В Брянской области 9 августа ввели режим КТО, мы уехали через три дня. Приехали сюда. Думали, что ситуация вскоре разрешится, можно будет дальше жить и работать в Льгове. Но нет: прилёты продолжаются, очень громко. Дома дрожат, земля… Я работаю на железной дороге, на работу никого не пускают — опасно.

А вы видели украинских солдат в Льгове?

Нет, были только наши солдаты. Очень много военных машин в городе.

— По вашим ощущениям, куда шли ВСУ? К Курской АЭС?

— Сложно говорить об ощущениях. У меня брат работает на атомной стации, там тоже ПВО работает, дроны летают. Ребята ездят на работу, а за ними охотятся дроны.

— Почему вы переехали именно сюда, в Брянскую область? Здесь тоже неспокойно, дроны летают.

— Во-первых, больше некуда было поехать. Здесь, в посёлке Комаричи, живёт наша знакомая. Она работает в Москве, разрешила пожить в её доме. Во-вторых, мы недалеко от нашего дома — всего около двух часов на машине.

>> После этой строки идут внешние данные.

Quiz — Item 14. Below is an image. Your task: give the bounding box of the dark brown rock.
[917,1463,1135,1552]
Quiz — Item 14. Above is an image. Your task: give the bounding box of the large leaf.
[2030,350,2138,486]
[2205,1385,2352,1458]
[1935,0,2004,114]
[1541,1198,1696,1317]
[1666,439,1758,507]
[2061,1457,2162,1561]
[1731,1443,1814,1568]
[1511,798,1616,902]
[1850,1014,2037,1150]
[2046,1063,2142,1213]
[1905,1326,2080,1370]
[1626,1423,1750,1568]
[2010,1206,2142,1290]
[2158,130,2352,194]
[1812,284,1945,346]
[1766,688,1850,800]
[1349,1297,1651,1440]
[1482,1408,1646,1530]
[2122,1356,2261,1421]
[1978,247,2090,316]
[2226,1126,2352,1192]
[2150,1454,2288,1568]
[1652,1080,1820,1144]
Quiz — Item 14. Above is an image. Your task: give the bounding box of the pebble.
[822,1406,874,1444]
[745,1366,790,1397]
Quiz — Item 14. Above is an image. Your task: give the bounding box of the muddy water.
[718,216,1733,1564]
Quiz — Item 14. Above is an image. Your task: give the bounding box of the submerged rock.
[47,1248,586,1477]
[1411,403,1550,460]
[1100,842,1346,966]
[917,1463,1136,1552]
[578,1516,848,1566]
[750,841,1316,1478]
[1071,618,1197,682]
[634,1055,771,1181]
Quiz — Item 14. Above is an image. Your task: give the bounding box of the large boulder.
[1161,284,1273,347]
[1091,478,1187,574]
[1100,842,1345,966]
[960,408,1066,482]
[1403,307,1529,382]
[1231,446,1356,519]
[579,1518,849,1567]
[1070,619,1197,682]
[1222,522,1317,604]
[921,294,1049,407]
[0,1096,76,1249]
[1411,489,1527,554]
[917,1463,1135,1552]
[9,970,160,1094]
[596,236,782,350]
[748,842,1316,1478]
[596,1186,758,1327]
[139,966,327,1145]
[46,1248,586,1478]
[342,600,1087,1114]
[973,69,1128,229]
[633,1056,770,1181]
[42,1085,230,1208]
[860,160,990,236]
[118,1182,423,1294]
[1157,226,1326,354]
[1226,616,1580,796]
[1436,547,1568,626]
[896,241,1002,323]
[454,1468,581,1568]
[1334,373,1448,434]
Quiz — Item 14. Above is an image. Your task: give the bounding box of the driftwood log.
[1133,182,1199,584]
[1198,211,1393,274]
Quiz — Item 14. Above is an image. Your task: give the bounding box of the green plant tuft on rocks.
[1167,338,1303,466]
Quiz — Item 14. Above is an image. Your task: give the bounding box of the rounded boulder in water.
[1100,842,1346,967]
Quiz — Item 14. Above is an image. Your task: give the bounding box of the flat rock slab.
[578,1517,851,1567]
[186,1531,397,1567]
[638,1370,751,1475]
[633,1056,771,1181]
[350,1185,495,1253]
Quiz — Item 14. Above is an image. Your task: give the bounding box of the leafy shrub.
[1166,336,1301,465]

— У вас есть ощущение, что вы можете в любой момент собраться и поехать обратно?

— Да. А в пункты временного размещения мы ехать не хотели ни в коем случае. Мы же с детьми. У меня детей нет, но есть дети брата — двое. И у меня еще муж и мама.

undefined

— Как вы принимали решение уезжать? Долго думали?

— Нет. Когда стало очень громко, сначала уехала жена брата с детьми. Обстановка была очень нервозная: соседи начали уезжать, улица опустела практически. На моей улице остались только пожилой мужчина с женой и совсем старый дедушка. Помню, как нам объявили, что мы не выходим на работу. И очень скоро на нашей улице пострадали два дома: ПВО сбили ракету, обломки упали на дома, женщину ранило.

— А есть те, кто уехал из России и сейчас говорит, что так этим людям и надо — за то, что в 2022 году поддерживали СВО, кормили и помогали нашим солдатам. Как вы к ним относитесь?

— Я никого осуждать и судить не могу, каждый сам принимает решение, как себя вести. Я никогда не радовалась, когда страдали мирные жители на Украине. И не хочу, чтобы кто-то страдал из-за того, что страдаем мы.

— Вы переживаете за всех?

— Да, за всех.

— А зная то, что произошло сейчас, вы бы поддерживали решение о начале СВО в 2022 году?

— Да.

— Почему?

— Тут не нужно быть политиком, достаточно просто читать и смотреть новости, слушать нашего президента, который говорил, что это в любом случае было неизбежно.

— То есть то, что сейчас случилось, это подтверждение слов президента?

— Я думаю, да. Это одно из последствий. Потому что ситуация назревала, многие об этом говорили.

— Но для вас, наверное, то, что произошло, стало неожиданностью?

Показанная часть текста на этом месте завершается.